SPARK : Sequential parametric amplification on Thin film KTP

Research question
Squeezed light is key for quantum-enhanced sensing and communication, but current sources rely on bulky, power-intensive systems. Integrated waveguides promise portability and scalability, but today’s dominant material, lithium niobate on insulator (LNOI), suffers from fabrication limitations, lattice damage, and restricted nonlinear performance. This project develops a chip-scale alternative by introducing potassium titanyl phosphate on insulator (KTPOI) as a new integrated photonics platform. It combines this material with cascaded parametric amplification to improve performance and loss tolerance. Sequential amplification enhances squeezing at each stage, enabling efficient operation at low pump power. The work includes both fabrication and theoretical design tailored to material properties.

Sustainability aspects
The project enables energy-efficient, compact photonic devices operating at much lower power than existing systems.
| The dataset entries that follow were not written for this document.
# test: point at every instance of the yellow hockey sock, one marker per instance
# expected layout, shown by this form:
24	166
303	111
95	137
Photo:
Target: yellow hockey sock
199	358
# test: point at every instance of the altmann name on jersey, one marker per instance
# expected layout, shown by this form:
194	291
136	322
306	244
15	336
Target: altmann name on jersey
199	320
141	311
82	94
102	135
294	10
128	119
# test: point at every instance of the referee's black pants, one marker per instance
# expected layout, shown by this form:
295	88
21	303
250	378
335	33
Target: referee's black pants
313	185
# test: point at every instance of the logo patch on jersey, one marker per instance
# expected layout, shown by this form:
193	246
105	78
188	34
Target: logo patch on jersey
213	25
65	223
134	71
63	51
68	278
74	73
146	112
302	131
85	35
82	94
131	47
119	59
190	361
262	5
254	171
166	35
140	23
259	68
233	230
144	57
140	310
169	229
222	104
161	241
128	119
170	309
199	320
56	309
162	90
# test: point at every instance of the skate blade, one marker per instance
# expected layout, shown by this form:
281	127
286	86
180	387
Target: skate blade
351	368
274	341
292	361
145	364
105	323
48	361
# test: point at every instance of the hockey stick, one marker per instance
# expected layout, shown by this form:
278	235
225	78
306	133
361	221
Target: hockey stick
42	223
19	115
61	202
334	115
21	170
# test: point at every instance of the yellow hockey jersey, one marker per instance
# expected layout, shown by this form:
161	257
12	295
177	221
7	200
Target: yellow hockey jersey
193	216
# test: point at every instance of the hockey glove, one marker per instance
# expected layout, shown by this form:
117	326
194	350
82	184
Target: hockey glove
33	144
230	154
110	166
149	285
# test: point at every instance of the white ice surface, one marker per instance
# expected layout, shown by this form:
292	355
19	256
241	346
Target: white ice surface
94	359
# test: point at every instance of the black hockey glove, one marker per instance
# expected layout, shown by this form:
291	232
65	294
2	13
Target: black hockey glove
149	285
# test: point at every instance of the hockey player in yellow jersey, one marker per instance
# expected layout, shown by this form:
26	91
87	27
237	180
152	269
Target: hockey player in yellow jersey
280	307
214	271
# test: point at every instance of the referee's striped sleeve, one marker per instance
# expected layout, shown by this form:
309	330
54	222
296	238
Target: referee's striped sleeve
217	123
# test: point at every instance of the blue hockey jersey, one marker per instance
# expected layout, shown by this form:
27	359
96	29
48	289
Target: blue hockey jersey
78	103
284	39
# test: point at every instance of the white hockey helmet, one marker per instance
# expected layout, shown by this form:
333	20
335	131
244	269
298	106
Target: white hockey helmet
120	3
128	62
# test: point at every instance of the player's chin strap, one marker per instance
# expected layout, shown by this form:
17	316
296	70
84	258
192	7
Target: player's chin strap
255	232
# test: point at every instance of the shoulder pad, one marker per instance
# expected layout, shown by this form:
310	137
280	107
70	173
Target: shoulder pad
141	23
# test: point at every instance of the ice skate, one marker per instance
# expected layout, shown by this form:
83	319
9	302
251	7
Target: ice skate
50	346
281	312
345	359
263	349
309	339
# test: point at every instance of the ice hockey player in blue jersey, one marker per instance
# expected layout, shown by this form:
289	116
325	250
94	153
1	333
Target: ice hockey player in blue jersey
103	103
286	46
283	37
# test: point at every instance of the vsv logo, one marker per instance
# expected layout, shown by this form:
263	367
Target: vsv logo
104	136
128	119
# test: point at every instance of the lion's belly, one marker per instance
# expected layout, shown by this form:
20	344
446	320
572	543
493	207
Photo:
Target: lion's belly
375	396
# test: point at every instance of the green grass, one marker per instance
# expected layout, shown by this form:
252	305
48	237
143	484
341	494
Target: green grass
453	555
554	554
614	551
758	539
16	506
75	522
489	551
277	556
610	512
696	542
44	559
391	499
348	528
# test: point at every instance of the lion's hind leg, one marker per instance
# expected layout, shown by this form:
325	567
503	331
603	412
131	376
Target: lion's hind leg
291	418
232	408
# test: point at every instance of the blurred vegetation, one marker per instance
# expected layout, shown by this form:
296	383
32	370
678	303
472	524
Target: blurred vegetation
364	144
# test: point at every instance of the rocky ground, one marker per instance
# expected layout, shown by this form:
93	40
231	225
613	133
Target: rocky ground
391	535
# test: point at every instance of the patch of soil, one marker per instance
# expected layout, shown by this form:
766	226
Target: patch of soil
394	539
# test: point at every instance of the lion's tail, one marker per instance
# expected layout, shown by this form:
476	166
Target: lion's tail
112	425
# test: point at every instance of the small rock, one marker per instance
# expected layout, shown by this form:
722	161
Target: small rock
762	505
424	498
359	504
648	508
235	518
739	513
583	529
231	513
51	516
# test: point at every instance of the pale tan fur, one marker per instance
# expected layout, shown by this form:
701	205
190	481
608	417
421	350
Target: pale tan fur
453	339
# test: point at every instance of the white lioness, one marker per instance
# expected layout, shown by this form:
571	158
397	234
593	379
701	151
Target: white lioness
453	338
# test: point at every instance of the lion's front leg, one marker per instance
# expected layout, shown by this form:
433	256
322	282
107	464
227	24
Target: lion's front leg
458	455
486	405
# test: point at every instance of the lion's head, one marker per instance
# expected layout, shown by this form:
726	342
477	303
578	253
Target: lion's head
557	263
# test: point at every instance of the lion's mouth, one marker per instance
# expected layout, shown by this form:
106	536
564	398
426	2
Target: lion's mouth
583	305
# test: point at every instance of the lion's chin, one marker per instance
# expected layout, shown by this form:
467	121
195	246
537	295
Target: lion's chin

Integration reduces the need for large infrastructure, enabling portable and potentially battery-powered quantum technologies. Scalable, low-footprint devices support greener communication, sensing, and diagnostics. Accessible, laser-based fabrication lowers costs, reduces chemical use, and broadens participation in advanced photonics. The project also promotes social sustainability through applications in health diagnostics and inclusive research leadership, contributing to equitable and resource-efficient quantum technologies.